# Network file creation
In this notebook we will create files which can be used in the Cytoscape STRING automation with the RCy3 package. These network files will contain an edge table and an node table. These will be based on the pathways selected which was described in a previous jupyter notebook.

In [1]:
# check wd
getwd()

In [2]:
# load libraries
library(limma)
library(qusage)
library(plyr)
library(dplyr)
library(tidyr)
library(biomaRt)

"package 'qusage' was built under R version 3.5.2"
Attaching package: 'dplyr'

The following objects are masked from 'package:plyr':

    arrange, count, desc, failwith, id, mutate, rename, summarise,
    summarize

The following objects are masked from 'package:stats':

    filter, lag

The following objects are masked from 'package:base':

    intersect, setdiff, setequal, union

"package 'tidyr' was built under R version 3.5.2"

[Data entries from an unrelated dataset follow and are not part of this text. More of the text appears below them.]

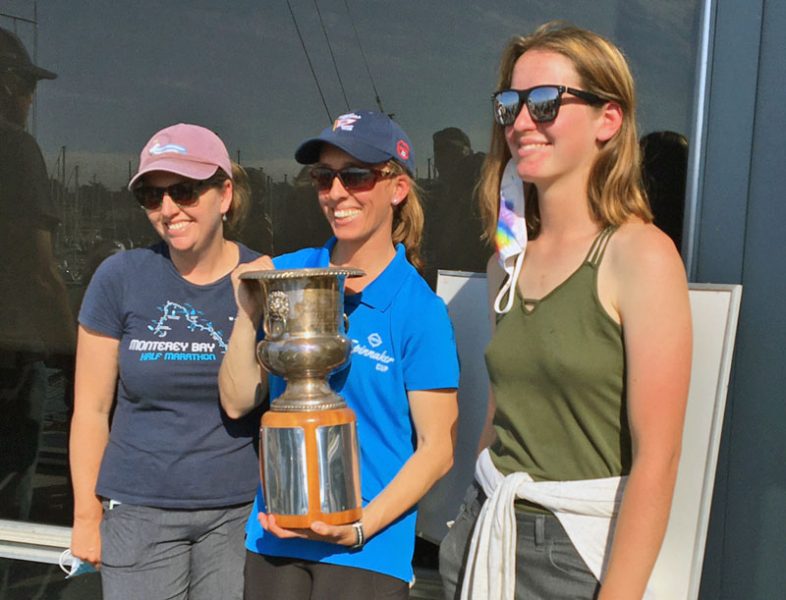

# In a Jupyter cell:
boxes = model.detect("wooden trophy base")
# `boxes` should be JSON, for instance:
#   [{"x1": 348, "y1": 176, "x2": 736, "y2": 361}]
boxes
[{"x1": 260, "y1": 408, "x2": 363, "y2": 529}]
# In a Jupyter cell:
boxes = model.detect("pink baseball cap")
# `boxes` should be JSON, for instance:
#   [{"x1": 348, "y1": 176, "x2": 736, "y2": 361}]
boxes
[{"x1": 128, "y1": 123, "x2": 232, "y2": 190}]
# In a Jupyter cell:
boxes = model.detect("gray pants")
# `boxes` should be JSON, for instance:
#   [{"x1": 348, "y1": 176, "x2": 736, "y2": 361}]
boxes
[
  {"x1": 439, "y1": 482, "x2": 600, "y2": 600},
  {"x1": 101, "y1": 502, "x2": 251, "y2": 600}
]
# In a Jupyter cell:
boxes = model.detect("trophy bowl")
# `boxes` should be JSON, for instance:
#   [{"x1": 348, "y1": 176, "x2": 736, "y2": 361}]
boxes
[{"x1": 240, "y1": 268, "x2": 364, "y2": 528}]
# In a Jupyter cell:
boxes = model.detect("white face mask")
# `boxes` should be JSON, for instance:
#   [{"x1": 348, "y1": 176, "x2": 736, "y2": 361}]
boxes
[{"x1": 494, "y1": 159, "x2": 527, "y2": 315}]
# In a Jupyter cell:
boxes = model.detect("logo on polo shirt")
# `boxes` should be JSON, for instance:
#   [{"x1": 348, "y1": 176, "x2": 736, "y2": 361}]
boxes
[{"x1": 352, "y1": 332, "x2": 396, "y2": 373}]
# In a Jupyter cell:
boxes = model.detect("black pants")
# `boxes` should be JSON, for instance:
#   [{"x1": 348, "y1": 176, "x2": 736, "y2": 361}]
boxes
[{"x1": 243, "y1": 551, "x2": 409, "y2": 600}]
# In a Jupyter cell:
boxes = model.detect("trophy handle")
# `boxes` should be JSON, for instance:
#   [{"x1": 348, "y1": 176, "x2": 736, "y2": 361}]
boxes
[{"x1": 262, "y1": 291, "x2": 289, "y2": 338}]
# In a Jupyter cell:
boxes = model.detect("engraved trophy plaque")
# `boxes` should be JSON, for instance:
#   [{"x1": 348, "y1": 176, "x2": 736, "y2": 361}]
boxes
[{"x1": 241, "y1": 268, "x2": 363, "y2": 528}]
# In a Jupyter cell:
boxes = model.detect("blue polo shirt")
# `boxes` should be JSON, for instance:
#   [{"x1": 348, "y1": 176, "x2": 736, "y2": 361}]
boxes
[{"x1": 246, "y1": 238, "x2": 459, "y2": 581}]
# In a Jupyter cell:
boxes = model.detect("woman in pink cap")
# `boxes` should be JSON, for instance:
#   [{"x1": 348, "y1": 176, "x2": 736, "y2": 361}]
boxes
[{"x1": 70, "y1": 123, "x2": 258, "y2": 600}]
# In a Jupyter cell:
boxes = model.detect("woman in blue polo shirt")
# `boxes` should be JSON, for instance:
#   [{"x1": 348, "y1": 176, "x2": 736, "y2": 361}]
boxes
[{"x1": 219, "y1": 111, "x2": 459, "y2": 600}]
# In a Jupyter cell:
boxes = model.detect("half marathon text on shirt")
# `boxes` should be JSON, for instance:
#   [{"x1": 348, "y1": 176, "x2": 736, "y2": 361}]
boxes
[{"x1": 128, "y1": 339, "x2": 216, "y2": 361}]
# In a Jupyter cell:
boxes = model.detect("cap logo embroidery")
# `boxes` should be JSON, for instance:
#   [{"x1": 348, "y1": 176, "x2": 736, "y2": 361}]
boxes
[
  {"x1": 333, "y1": 113, "x2": 361, "y2": 131},
  {"x1": 148, "y1": 142, "x2": 188, "y2": 156},
  {"x1": 396, "y1": 140, "x2": 409, "y2": 160}
]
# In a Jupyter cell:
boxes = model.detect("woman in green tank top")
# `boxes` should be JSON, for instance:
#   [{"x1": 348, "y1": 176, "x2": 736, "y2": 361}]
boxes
[{"x1": 440, "y1": 23, "x2": 691, "y2": 600}]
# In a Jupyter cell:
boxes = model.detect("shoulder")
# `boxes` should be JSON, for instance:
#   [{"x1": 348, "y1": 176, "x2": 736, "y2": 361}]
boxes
[
  {"x1": 606, "y1": 221, "x2": 684, "y2": 276},
  {"x1": 95, "y1": 242, "x2": 169, "y2": 278},
  {"x1": 600, "y1": 222, "x2": 688, "y2": 313}
]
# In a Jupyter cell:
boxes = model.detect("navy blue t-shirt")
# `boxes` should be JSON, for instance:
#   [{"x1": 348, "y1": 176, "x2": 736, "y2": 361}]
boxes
[{"x1": 79, "y1": 243, "x2": 259, "y2": 509}]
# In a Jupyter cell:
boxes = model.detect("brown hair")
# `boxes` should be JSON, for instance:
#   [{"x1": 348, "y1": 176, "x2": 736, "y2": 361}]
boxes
[
  {"x1": 478, "y1": 21, "x2": 652, "y2": 240},
  {"x1": 386, "y1": 160, "x2": 424, "y2": 272},
  {"x1": 213, "y1": 161, "x2": 251, "y2": 233}
]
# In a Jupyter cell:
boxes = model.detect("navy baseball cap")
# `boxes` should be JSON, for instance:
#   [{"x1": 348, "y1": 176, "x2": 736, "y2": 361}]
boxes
[
  {"x1": 0, "y1": 27, "x2": 57, "y2": 80},
  {"x1": 295, "y1": 110, "x2": 415, "y2": 177}
]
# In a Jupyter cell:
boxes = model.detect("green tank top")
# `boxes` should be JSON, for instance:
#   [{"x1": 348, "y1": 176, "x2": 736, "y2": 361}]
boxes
[{"x1": 486, "y1": 227, "x2": 631, "y2": 481}]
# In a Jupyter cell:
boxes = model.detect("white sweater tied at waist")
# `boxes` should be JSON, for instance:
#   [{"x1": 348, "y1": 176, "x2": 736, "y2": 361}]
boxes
[{"x1": 461, "y1": 449, "x2": 652, "y2": 600}]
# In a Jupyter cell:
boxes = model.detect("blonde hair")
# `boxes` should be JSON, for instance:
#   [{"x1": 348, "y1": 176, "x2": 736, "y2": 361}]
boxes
[
  {"x1": 478, "y1": 21, "x2": 652, "y2": 240},
  {"x1": 386, "y1": 160, "x2": 425, "y2": 272}
]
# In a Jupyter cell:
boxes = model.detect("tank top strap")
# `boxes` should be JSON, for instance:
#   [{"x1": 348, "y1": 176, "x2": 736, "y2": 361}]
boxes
[{"x1": 586, "y1": 225, "x2": 617, "y2": 267}]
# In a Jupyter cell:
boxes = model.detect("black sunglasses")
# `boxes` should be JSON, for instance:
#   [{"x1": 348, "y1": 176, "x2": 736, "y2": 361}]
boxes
[
  {"x1": 491, "y1": 85, "x2": 608, "y2": 127},
  {"x1": 311, "y1": 167, "x2": 393, "y2": 192},
  {"x1": 134, "y1": 177, "x2": 227, "y2": 210}
]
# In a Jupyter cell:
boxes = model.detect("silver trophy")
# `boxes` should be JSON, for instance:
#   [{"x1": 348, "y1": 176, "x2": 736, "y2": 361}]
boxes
[{"x1": 240, "y1": 268, "x2": 364, "y2": 528}]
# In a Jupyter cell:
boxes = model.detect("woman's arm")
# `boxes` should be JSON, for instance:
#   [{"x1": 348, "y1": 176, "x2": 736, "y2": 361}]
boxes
[
  {"x1": 69, "y1": 326, "x2": 120, "y2": 564},
  {"x1": 599, "y1": 225, "x2": 691, "y2": 600},
  {"x1": 218, "y1": 256, "x2": 273, "y2": 419},
  {"x1": 260, "y1": 390, "x2": 458, "y2": 546}
]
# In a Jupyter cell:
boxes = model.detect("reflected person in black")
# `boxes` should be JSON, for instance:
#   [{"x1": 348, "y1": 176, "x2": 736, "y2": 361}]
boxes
[
  {"x1": 426, "y1": 127, "x2": 490, "y2": 280},
  {"x1": 0, "y1": 28, "x2": 75, "y2": 519},
  {"x1": 639, "y1": 131, "x2": 688, "y2": 251}
]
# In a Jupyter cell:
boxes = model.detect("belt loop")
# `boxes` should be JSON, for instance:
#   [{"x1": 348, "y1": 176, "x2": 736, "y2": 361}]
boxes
[{"x1": 535, "y1": 515, "x2": 546, "y2": 546}]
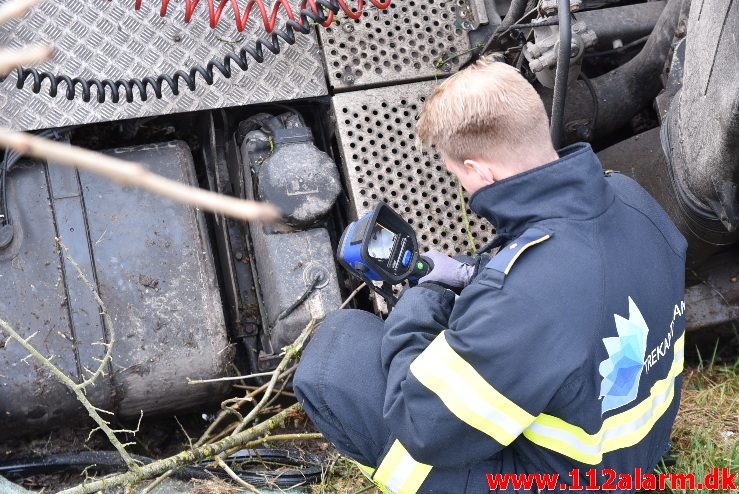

First we will load in the same .gmt files for all three databases and combine these together.

In [3]:
# KEGG
kegg <- read.gmt(file.path(getwd(), "data-input", "c2.cp.kegg.v6.2.entrez.gmt"))
kegg <- ldply(kegg, data.frame)
colnames(kegg)[c(1,2)] <- c("pathway", "entrezgene")

### REACTOME
reactome <- read.gmt(file.path(getwd(), "data-input", "c2.cp.reactome.v6.2.entrez.gmt"))
reactome <- ldply(reactome, data.frame)
colnames(reactome)[c(1,2)] <- c("pathway", "entrezgene")

### WikiPathways
wp <- read.gmt(file.path(getwd(), "data-input", "wikipathways-20190410-gmt-Homo_sapiens.gmt"))
wp <- ldply(wp, data.frame)
colnames(wp)[c(1,2)] <- c("pathway", "entrezgene")

# combine databases
allDatabases <- rbind(kegg, reactome, wp)
head(allDatabases)

"incomplete final line found on 'C:/Users/Laurent/Documents/GitHub/inflammation_networks2/data-input/wikipathways-20190410-gmt-Homo_sapiens.gmt'"

pathway,entrezgene
KEGG_GLYCOLYSIS_GLUCONEOGENESIS,55902
KEGG_GLYCOLYSIS_GLUCONEOGENESIS,2645
KEGG_GLYCOLYSIS_GLUCONEOGENESIS,5232
KEGG_GLYCOLYSIS_GLUCONEOGENESIS,5230
KEGG_GLYCOLYSIS_GLUCONEOGENESIS,5162
KEGG_GLYCOLYSIS_GLUCONEOGENESIS,5160


Load in disgenet file for later use.

In [4]:
# disgenet
# load in disgenet file
disgenet <- read.delim(file.path(getwd(), "data-input", "C0021368_disease_gda_summary.tsv"))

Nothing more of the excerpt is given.